There has been a massive 400% increase in attempted hacks on commercial shipping since February 2020, Israeli cybersecurity specialist, Naval Dome claimed earlier this month. The hacking onslaught began as the maritime industry turned to greater use of technology and home working due to the Coronavirus pandemic.
 
Naval Dome ascribed the spike in malware, ransomware, and phishing emails to the Covid-19 crisis, adding that travel restrictions, social distancing measures, and economic recession are beginning to bite into a company’s ability to sufficiently protect itself.
 
“Covid-19 social restrictions and border closures have forced original equipment manufacturers (OEMs), technicians, and vendors to connect standalone systems to the internet in order to service them,” Naval Dome chief executive Itai Sela said.
 
OEM technicians are unable to fly out to ships and rigs to upgrade and service critical OT systems, resulting in operators circumventing established security protocols, leaving them open to attack.
 
“As budgets are cut and in the absence of service engineers, we are seeing ship and offshore rig staff connecting their OT systems to shoreside networks, at the behest of OEMs, for brief periods of time to carry out diagnostics and upload software updates and patches themselves.
 
“This means that their IT and OT systems are no longer segregated and individual endpoints, critical systems, and components may be susceptible.
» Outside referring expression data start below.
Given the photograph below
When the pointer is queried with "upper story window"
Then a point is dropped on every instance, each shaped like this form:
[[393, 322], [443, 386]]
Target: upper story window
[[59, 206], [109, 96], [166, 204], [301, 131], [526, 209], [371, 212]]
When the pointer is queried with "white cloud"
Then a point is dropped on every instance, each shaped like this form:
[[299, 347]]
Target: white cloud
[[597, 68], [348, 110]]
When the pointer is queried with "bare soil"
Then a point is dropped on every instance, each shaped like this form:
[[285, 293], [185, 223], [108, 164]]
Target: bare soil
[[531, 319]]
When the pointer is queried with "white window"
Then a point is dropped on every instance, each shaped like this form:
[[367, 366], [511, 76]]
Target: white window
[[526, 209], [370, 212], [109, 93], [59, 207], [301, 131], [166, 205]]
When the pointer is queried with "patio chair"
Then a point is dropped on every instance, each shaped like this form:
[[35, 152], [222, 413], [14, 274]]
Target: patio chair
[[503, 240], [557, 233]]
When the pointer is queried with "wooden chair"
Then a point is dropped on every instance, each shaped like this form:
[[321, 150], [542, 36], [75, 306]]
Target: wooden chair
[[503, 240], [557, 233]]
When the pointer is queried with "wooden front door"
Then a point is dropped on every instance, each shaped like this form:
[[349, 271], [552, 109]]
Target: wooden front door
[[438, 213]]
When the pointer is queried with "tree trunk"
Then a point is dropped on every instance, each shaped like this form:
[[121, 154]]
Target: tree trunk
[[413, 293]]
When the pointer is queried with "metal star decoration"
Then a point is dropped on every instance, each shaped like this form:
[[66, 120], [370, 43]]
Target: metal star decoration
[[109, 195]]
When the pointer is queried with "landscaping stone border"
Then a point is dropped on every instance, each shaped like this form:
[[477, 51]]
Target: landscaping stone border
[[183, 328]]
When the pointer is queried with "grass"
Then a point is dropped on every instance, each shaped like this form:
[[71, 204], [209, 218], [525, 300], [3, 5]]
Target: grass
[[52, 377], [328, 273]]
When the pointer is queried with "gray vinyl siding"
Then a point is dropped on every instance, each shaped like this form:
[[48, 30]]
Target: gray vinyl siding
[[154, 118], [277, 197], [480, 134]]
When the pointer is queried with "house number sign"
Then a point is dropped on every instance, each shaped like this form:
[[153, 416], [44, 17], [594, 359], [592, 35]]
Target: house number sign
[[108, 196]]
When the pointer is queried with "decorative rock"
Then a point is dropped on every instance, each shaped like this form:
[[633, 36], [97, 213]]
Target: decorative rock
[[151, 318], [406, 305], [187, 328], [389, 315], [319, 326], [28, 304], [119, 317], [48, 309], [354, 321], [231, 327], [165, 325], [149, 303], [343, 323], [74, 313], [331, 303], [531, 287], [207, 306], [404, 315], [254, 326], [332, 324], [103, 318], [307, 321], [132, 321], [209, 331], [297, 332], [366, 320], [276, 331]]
Some of these are legacy systems which have no security update patches and are even more susceptible to cyber attack.
 
“The increase in OEM personnel working remotely on home networks and personal PCs, which are not well protected, adds to the problem,” he added.
 
Mr Sela said that during the first three months of 2020, attacks targeting home workers increased tenfold, adding that PC security software provider McAfee has reported that between January and April cloud-based cyber-attached on all businesses increase by 630%.
 
As pointed out, the economic downturn and the drop in the price of crude oil is also having an effect, with oil companies and contractors being faced with limited budgets available to implement effective cyber security measures.
 
“Companies are stretched thin and this is benefitting the hacker,” said Mr Sela.
 
“It is not sufficient to protect only networks from attack. Each individual system must be protected. If networks are penetrated, then all connected systems will be infected,” he concluded.